In ihrem heute erschienen Leitartikel kritisiert Marina Kormbaki vom RedaktionsNetzwerk Deutschland, das rund 50 Tageszeitungen mit überregionalen Inhalten beliefert und also Millionen Leserinnen und Leser erreicht, diese Politik. Sie fördere nicht nur den privaten Waffenbesitz, sondern schüre auch eine Stimmung im Land, die das Waffentragen verherrliche. Und die Autorin differenziert klug: „Hier wollen nicht Jäger oder Sportschützen ihren Bedarf decken – sondern Bürger, die sich im Kampf wähnen.“ Jagd- und Sportwaffen werden also nicht in Bausch und Bogen verdammt, obwohl das gerade heute sicherlich viele gerne lesen würden. Das ist guter Journalismus!
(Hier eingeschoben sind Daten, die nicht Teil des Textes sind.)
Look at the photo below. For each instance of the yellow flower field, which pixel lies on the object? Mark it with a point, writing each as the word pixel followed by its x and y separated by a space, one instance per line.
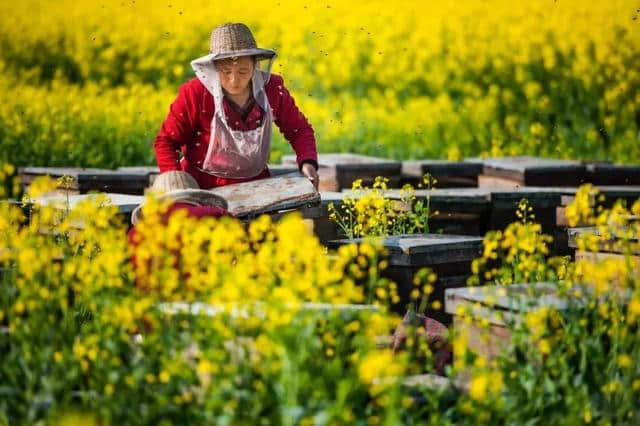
pixel 89 83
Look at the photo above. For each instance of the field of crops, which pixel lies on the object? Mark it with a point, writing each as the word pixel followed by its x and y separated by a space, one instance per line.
pixel 228 319
pixel 89 83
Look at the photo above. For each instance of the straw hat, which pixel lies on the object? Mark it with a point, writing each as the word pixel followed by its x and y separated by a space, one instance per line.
pixel 180 187
pixel 235 39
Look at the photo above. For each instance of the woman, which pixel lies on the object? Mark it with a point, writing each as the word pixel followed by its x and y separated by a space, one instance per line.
pixel 221 120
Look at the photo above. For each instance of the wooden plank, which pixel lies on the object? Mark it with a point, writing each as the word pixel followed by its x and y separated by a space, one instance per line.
pixel 535 171
pixel 538 197
pixel 89 179
pixel 447 173
pixel 612 174
pixel 514 298
pixel 424 249
pixel 338 170
pixel 283 169
pixel 267 195
pixel 607 246
pixel 600 256
pixel 561 216
pixel 485 181
pixel 126 203
pixel 151 171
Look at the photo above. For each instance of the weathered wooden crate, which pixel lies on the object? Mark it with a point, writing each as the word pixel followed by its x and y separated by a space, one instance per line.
pixel 513 172
pixel 125 203
pixel 456 211
pixel 544 202
pixel 449 256
pixel 85 180
pixel 449 174
pixel 604 245
pixel 151 171
pixel 499 307
pixel 612 193
pixel 494 310
pixel 283 169
pixel 603 173
pixel 251 199
pixel 339 170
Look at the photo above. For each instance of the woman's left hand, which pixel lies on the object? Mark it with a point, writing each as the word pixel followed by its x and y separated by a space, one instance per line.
pixel 309 171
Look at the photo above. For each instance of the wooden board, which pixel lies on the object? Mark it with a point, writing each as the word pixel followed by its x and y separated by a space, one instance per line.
pixel 339 170
pixel 499 306
pixel 151 171
pixel 600 256
pixel 612 174
pixel 535 171
pixel 267 195
pixel 605 246
pixel 485 181
pixel 126 203
pixel 538 197
pixel 283 169
pixel 448 173
pixel 611 193
pixel 85 179
pixel 424 249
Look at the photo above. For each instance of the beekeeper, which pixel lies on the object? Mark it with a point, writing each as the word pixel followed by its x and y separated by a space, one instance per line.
pixel 219 127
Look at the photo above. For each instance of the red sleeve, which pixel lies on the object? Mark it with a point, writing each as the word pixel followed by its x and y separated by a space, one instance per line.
pixel 292 123
pixel 177 129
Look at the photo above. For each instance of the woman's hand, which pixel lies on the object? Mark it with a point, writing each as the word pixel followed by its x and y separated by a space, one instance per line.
pixel 309 171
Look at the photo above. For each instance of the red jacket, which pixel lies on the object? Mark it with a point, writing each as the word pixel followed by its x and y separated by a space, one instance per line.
pixel 187 129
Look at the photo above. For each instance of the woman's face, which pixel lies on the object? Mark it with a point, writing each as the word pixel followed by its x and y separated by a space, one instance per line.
pixel 235 75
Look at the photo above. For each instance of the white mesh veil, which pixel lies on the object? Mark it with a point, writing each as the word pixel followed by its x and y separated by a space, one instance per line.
pixel 233 153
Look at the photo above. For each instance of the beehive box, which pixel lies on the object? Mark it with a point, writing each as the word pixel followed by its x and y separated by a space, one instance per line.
pixel 513 172
pixel 605 247
pixel 449 256
pixel 499 307
pixel 544 202
pixel 125 203
pixel 84 180
pixel 283 169
pixel 456 211
pixel 603 173
pixel 151 171
pixel 250 199
pixel 449 174
pixel 339 170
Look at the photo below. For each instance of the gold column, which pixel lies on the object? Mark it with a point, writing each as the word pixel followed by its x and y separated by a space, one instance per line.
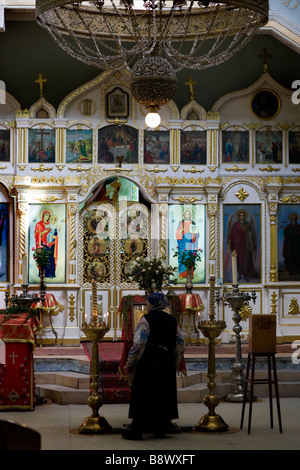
pixel 273 188
pixel 211 329
pixel 273 242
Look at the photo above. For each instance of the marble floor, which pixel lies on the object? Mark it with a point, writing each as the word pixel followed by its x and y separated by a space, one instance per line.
pixel 59 425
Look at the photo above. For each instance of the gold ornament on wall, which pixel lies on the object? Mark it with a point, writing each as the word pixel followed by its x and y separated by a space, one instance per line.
pixel 294 307
pixel 242 194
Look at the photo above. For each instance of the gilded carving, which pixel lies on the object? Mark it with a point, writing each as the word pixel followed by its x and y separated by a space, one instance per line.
pixel 294 307
pixel 293 198
pixel 72 306
pixel 274 303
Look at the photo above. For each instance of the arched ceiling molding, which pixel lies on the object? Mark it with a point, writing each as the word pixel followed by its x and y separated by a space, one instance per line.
pixel 83 89
pixel 99 182
pixel 42 103
pixel 258 188
pixel 195 107
pixel 234 107
pixel 9 109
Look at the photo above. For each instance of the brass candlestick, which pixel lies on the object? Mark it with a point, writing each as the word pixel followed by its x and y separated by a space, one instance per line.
pixel 211 329
pixel 95 423
pixel 236 299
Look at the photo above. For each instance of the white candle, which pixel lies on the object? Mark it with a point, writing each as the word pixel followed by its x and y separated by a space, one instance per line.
pixel 234 267
pixel 94 301
pixel 24 271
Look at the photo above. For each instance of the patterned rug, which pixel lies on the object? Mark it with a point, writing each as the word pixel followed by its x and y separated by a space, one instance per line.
pixel 112 385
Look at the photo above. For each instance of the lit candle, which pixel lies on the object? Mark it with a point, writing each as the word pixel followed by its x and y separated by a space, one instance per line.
pixel 234 267
pixel 94 301
pixel 24 271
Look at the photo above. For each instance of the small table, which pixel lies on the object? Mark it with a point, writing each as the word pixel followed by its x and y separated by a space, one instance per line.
pixel 251 364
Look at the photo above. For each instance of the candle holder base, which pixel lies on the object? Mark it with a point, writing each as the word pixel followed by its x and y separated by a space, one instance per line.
pixel 95 425
pixel 208 423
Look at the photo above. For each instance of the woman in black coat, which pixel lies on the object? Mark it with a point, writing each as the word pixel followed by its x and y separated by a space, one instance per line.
pixel 154 358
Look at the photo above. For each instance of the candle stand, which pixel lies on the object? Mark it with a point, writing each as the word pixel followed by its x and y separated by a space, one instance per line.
pixel 95 423
pixel 211 329
pixel 25 299
pixel 236 299
pixel 95 331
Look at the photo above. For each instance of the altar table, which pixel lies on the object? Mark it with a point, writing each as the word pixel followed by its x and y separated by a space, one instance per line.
pixel 17 373
pixel 126 313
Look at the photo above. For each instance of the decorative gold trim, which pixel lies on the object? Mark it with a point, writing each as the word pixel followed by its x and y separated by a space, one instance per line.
pixel 156 169
pixel 72 306
pixel 294 307
pixel 78 168
pixel 269 169
pixel 193 169
pixel 41 168
pixel 242 194
pixel 187 199
pixel 274 303
pixel 293 198
pixel 235 168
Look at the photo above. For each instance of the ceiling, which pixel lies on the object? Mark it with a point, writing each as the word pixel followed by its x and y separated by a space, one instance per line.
pixel 27 50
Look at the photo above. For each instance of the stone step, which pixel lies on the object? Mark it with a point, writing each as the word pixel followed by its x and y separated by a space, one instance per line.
pixel 73 388
pixel 66 379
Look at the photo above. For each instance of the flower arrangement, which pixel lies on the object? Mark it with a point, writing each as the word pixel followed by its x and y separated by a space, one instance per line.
pixel 41 256
pixel 188 257
pixel 151 273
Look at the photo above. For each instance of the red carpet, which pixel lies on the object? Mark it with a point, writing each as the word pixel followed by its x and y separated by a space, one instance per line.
pixel 113 387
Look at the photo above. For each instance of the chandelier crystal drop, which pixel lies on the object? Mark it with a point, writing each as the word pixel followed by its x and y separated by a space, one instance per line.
pixel 111 34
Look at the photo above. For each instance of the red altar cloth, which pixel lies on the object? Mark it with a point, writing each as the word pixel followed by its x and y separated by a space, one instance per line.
pixel 17 374
pixel 191 301
pixel 50 302
pixel 125 310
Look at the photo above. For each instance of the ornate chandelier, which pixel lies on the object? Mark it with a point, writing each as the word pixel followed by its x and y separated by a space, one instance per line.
pixel 152 38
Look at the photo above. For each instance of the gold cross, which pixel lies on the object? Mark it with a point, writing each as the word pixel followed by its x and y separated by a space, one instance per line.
pixel 117 186
pixel 13 355
pixel 265 56
pixel 190 83
pixel 40 81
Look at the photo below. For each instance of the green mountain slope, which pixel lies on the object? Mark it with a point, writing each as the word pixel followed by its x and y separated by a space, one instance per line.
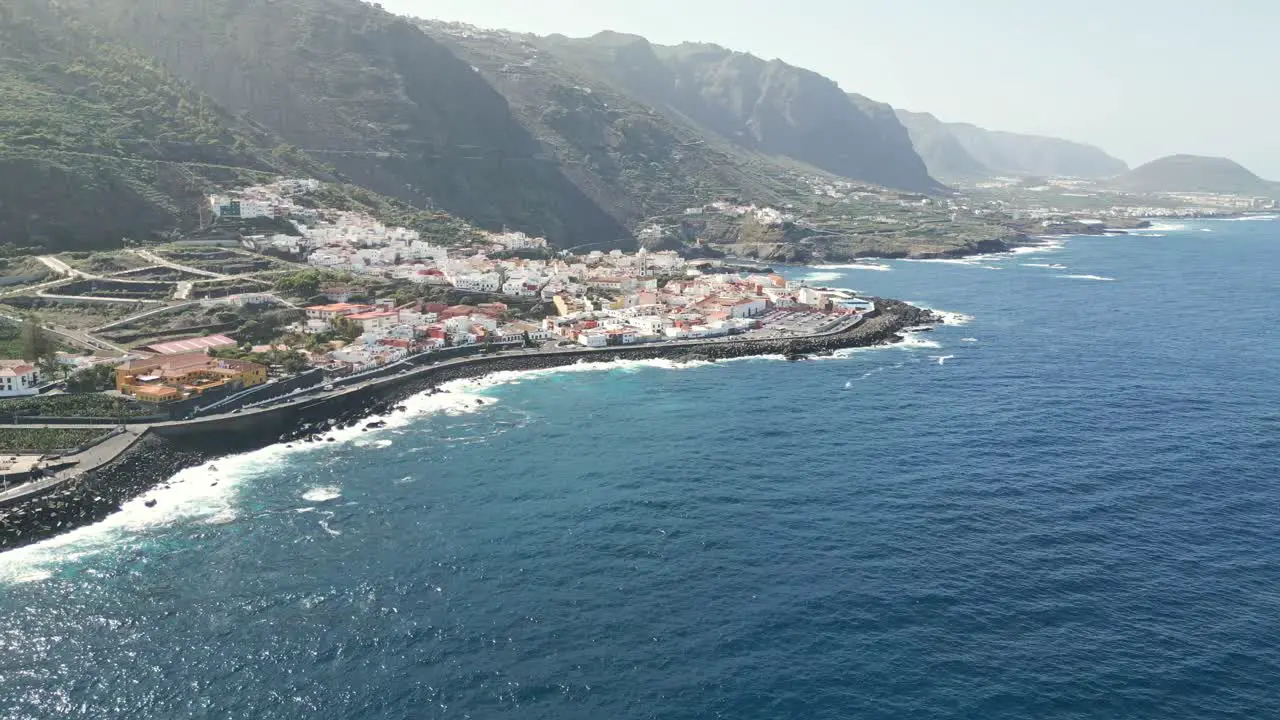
pixel 766 106
pixel 627 156
pixel 1194 173
pixel 370 94
pixel 961 150
pixel 99 142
Wir Jäger haben ein berechtigtes Interesse Jagdwaffen zu führen. Die deutschen Gesetze zum Erwerb, Besitz, Aufbewahren und Führen solcher Waffen mögen uns manchmal streng und bürokratisch erscheinen – ich halte sie für vorbildlich und nehme die daraus folgenden Vorschriften und Beschränkungen gern in Kauf.
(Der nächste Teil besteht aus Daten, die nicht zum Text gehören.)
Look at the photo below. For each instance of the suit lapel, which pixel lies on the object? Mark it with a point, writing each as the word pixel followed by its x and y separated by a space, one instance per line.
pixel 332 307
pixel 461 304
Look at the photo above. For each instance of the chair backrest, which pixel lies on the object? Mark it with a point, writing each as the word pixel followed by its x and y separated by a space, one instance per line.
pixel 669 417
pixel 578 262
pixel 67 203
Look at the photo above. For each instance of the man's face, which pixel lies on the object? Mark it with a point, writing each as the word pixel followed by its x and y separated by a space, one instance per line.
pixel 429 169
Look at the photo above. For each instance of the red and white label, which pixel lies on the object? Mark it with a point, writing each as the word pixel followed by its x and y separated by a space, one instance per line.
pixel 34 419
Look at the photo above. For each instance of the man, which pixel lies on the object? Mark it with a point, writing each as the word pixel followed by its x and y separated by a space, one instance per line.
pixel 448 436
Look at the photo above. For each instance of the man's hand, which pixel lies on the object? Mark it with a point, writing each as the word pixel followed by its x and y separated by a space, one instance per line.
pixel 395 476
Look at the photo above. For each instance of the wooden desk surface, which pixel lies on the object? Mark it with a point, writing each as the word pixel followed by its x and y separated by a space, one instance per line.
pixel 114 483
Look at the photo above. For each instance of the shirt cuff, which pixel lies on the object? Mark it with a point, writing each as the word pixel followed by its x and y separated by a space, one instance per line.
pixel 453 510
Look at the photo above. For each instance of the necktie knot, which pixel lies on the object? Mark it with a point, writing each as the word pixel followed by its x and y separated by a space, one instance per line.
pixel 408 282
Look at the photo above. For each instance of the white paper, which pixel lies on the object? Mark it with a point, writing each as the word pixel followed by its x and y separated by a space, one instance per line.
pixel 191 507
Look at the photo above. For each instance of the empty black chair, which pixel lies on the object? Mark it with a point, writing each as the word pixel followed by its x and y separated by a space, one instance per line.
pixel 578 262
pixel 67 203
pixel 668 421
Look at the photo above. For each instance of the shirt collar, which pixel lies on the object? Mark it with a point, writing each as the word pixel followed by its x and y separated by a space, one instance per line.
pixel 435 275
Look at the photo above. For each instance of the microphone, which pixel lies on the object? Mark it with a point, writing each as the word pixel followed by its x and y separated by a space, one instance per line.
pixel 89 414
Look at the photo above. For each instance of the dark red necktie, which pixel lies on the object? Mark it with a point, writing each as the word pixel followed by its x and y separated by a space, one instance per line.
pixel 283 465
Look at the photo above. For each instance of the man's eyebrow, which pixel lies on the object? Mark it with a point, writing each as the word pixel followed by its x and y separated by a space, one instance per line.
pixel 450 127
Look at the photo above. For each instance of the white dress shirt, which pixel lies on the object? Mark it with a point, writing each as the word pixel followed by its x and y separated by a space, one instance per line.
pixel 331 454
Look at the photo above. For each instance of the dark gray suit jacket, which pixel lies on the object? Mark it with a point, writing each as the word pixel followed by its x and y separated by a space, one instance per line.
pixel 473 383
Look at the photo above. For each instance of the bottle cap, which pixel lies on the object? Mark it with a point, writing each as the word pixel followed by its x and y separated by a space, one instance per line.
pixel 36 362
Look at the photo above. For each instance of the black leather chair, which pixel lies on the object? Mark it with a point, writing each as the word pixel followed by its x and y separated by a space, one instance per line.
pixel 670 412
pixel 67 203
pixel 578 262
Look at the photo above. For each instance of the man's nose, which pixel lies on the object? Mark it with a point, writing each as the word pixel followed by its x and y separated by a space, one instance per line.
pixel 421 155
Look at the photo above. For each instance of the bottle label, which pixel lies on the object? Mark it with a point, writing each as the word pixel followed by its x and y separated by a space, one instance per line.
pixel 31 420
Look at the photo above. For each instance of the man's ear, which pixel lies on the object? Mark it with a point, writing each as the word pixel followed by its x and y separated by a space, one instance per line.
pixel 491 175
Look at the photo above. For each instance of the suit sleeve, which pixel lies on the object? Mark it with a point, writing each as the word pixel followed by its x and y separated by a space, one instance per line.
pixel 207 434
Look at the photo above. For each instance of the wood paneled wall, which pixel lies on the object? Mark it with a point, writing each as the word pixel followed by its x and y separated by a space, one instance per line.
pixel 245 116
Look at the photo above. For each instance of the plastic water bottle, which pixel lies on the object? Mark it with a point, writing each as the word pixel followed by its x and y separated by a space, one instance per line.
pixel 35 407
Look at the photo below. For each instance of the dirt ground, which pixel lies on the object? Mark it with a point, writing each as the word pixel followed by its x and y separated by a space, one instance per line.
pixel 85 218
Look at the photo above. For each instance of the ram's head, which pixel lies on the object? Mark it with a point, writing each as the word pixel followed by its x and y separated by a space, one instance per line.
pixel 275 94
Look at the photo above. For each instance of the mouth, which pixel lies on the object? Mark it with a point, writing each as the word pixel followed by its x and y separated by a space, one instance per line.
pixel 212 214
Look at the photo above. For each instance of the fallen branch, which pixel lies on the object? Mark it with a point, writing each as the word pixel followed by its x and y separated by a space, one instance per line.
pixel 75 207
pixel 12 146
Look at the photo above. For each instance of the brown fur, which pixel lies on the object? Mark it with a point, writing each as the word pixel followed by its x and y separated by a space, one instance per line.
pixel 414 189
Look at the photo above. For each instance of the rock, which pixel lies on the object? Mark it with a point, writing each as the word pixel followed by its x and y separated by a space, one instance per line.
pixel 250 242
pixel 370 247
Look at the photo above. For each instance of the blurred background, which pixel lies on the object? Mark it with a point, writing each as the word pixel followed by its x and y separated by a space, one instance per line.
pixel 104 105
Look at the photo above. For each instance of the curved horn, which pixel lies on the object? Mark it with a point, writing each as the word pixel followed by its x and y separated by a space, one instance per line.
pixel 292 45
Schnittmenge der Scheinheiligkeit

Gleich mehrere Beiträge der aktuellen Ausgabe der ZEIT (No. 32 vom 1. August 2019) prangern Scheinheiligkeiten in der Klimadebatte an: Im Leitartikel fordert Bernd Ulrich endlich entschlossenes Handeln der Politik statt vollmundiger Deklaratorik, dagegen sei die Inkonsequenz vieler Klimaschützer eher eine „Nebenfrage“ (S. 1). Zukunftsforscher Stephan Rammler konstatiert im Interview den Handlungsdruck, aber anders als in den 70er und 80er Jahren sei Umweltpolitik heute nicht mit mehr eine Frage technischer Lösungen (Katalysator, Filter etc.), vielmehr müsse ein „neuer Generationenvertrag“ geschlossen werden, der jeden einzelnen betreffe (S. 4). Hanno Rauterberg thematisiert im Feuilleton die Scheinheiligkeit der Kunstwelt, die einen ökologischen Fußabdruck produziere, der „ähnlich maßlos ist wie der Geltungsdrang der Branche“; die derzeit allerorten gezeigte „Klimakunst“ diene zuallererst dem Greenwashing (S. 33). Und im Beitrag von Henning Sussebach fragt sich Landwirt Franz Lehner, ob die urbanen Bienenretter und die deutschen Reiseweltmeister wohl dieselben Menschen sind, ob es da „eine Schnittmenge der Scheinheiligkeit“ gebe (S. 26).

Erstaunlich ist nicht die Omnipräsenz des Themas. Erstaunlich ist die unverhohlene Kritik an einem urbanen Milieu, aus dem ein Großteil der Leserschaft der ZEIT stammen dürfte. Das grenzt ja schon an Publikumsbeschimpfung! Wahrscheinlich hofft die Redaktion, dass Landwirt Lehner Recht hat in seiner Annahme, „urban“ sei weniger geografisch zu verstehen als vielmehr charakterlich.